In an interview, Input Output CEO Charles Hoskinson declared that Cardano’s long-running efforts to bring DeFi functionality to Bitcoin are no longer theoretical. Speaking with Crypto Megan, Hoskinson laid out the architecture, live integrations, and strategic rationale for what he described as a “multi-trillion dollar opportunity” to merge Bitcoin’s liquidity with Cardano’s programmability.
“This is not the beginning,” Hoskinson said, “but it’s the midpoint of a very long conversation about how does Bitcoin achieve programmability.” What began years ago with experiments like Colored Coins and Mastercoin has now matured, he argued, into real interoperability between Bitcoin and other smart contract systems—driven by breakthroughs like Taproot, BitVMX, and an expanding partner ecosystem.
Cardano’s role in this emerging stack, according to Hoskinson, is to serve as the computational layer to Bitcoin’s value and security layer. “Bitcoin is a very secure audit layer… Cardano is an amazing computation layer. And when you pull these two pieces together and have a little toggle to go back and forth, we can allow a seamless experience,” he said.

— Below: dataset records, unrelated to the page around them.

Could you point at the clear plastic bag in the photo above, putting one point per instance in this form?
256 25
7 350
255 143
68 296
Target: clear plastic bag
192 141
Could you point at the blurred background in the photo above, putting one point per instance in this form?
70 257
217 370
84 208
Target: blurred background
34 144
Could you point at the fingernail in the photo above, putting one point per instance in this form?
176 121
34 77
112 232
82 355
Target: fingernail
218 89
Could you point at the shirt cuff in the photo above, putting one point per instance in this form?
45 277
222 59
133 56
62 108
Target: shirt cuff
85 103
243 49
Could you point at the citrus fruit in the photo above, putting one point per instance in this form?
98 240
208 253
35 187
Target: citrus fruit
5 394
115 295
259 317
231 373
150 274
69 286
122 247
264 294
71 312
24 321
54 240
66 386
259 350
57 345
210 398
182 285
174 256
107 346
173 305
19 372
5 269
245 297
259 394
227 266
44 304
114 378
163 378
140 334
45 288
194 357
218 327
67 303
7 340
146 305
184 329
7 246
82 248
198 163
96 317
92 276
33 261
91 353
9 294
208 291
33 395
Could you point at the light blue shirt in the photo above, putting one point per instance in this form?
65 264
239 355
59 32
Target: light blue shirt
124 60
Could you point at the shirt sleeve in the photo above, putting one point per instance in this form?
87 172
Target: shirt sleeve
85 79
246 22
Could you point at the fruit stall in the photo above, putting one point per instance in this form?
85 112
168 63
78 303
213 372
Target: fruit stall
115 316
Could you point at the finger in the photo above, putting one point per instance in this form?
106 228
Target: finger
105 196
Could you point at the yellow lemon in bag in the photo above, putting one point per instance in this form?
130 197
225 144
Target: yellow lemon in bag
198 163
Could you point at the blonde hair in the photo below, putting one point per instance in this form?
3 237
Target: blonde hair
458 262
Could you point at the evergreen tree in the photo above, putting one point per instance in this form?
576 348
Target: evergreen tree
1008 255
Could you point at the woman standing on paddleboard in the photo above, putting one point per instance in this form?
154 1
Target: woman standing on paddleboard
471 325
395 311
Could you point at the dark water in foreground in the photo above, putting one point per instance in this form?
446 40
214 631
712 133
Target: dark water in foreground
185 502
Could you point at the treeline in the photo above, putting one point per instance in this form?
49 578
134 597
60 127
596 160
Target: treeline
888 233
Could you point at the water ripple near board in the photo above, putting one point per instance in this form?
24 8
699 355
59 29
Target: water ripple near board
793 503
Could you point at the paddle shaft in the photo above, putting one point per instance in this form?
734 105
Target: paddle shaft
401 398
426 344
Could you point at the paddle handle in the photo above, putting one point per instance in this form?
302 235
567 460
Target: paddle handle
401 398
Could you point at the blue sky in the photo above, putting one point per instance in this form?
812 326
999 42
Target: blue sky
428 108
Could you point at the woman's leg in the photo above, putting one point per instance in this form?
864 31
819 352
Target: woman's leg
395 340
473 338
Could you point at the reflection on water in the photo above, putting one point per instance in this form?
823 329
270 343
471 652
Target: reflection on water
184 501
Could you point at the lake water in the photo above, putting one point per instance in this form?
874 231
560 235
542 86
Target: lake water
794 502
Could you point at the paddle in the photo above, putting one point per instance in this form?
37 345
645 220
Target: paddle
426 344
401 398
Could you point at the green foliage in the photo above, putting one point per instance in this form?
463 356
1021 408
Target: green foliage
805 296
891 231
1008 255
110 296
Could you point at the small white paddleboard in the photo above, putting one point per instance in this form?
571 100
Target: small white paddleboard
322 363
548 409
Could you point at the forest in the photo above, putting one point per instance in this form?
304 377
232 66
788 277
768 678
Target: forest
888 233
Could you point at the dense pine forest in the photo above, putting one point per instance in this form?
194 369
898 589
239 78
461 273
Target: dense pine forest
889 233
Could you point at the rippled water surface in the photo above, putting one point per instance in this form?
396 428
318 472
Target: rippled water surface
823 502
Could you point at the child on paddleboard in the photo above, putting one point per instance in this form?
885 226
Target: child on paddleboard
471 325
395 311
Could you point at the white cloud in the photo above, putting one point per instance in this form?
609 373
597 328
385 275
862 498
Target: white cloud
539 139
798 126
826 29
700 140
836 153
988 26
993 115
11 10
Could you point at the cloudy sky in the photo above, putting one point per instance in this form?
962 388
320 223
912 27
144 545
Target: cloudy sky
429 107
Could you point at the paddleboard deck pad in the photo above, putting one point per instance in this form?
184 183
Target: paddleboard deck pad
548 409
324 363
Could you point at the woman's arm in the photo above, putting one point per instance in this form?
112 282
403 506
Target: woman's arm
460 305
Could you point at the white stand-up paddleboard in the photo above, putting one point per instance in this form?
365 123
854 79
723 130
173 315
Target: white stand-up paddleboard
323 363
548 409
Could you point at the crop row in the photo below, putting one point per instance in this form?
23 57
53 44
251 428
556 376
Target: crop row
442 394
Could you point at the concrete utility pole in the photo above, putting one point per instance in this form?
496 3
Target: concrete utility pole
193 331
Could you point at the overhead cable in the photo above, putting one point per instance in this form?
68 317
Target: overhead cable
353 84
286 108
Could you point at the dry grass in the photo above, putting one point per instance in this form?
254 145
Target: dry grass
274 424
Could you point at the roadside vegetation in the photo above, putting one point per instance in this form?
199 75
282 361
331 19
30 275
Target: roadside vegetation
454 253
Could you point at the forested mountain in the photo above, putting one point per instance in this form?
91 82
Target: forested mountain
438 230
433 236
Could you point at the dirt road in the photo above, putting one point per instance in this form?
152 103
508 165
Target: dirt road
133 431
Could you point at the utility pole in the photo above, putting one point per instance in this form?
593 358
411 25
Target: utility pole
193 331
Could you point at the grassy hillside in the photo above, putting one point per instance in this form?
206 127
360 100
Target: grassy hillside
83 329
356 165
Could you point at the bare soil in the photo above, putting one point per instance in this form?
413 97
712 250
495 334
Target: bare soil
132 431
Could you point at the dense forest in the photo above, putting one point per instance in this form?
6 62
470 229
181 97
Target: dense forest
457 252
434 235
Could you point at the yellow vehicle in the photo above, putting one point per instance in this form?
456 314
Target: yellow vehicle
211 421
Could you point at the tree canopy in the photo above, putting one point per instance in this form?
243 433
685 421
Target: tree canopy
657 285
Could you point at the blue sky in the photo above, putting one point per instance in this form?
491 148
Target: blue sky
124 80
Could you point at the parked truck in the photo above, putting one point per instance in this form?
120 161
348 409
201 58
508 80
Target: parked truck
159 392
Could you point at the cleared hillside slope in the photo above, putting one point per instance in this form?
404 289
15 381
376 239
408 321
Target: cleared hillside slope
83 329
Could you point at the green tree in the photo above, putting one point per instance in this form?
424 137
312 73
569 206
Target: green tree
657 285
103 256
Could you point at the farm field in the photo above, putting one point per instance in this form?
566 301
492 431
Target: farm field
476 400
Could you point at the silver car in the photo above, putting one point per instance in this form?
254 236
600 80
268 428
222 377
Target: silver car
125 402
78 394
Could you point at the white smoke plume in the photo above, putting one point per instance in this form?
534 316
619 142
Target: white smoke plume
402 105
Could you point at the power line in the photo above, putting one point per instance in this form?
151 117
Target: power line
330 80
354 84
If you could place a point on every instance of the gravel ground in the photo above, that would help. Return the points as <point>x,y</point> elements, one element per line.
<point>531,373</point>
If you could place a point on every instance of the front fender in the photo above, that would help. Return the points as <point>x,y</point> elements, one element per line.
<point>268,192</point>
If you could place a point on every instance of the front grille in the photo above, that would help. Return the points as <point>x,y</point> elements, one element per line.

This toggle—a major part of the user experience innovation—is designed to abstract away complexity for end users. “You have a switch, and you push the switch and it says DeFi mode,” Hoskinson explained. “No mention of another network, no mention of other things… All your transactions you pay fees in Bitcoin and all your returns you get back in Bitcoin.”
From a design philosophy standpoint, Hoskinson emphasized the importance of staying true to Bitcoin’s cultural and ideological core. He identified three rules that define legitimate Bitcoin DeFi: it must use Bitcoin for security, Bitcoin for fees, and return yield in Bitcoin. “Unless and until you’re able to present that experience, you’re kind of dead in the water philosophically, culturally, and technologically,” he said. For years, this was an unsolved problem. Now, according to Hoskinson, it isn’t.
Hoskinson also revealed that Cardano’s development environment is being reused on Bitcoin via BitVMX. “We showcased… is there a path where Cardano programming language can be used to write Bitcoin script?” he asked rhetorically, before answering with live demos that included tools across both chains.
That compatibility extends to Cardano’s Babel fees mechanism, which enables users to pay transaction costs in currencies other than ADA—including Bitcoin. “So just like when a tourist goes to France and they pay with dollars and don’t even realize they’re spending euros… under the hood, there’s ADA being transacted, but the user doesn’t see it.”
Hoskinson also revealed ambitions for a Bitcoin-backed algorithmic stablecoin, building on Cardano’s experience with Jed and his early work with BitShares. “I’d love to do a Bitcoin-backed algorithmic stablecoin. That would be incredible. It’s almost like the Bretton Woods agreement—you have gold-backed money, now you have Bitcoin-backed money.”
On the adoption curve, he believes the combination of user experience improvements, reduced fees, and clear trade-off control is critical. “You don’t pick the security model for the user—you let them decide,” he said, describing a UX layer where Bitcoin maximalists can toggle to a purist configuration, while others may prefer lower fees and faster throughput.
Hoskinson framed the entire initiative as part of a broader shift toward pragmatic cross-chain cooperation in crypto. “Bitcoin and Cardano kind of make each other better,” he said. “This is the changing of the ways in crypto. We’ve kind of buried the hatchet.”
While Cardano has long pushed for this integration, Hoskinson made clear that the leap from vision to mainnet deployment changes everything. Cardano’s Bitcoin DeFi roadmap is no longer just theoretical—it’s alive, on-chain, and ready to scale.
At press time, Cardano traded at $0.7598.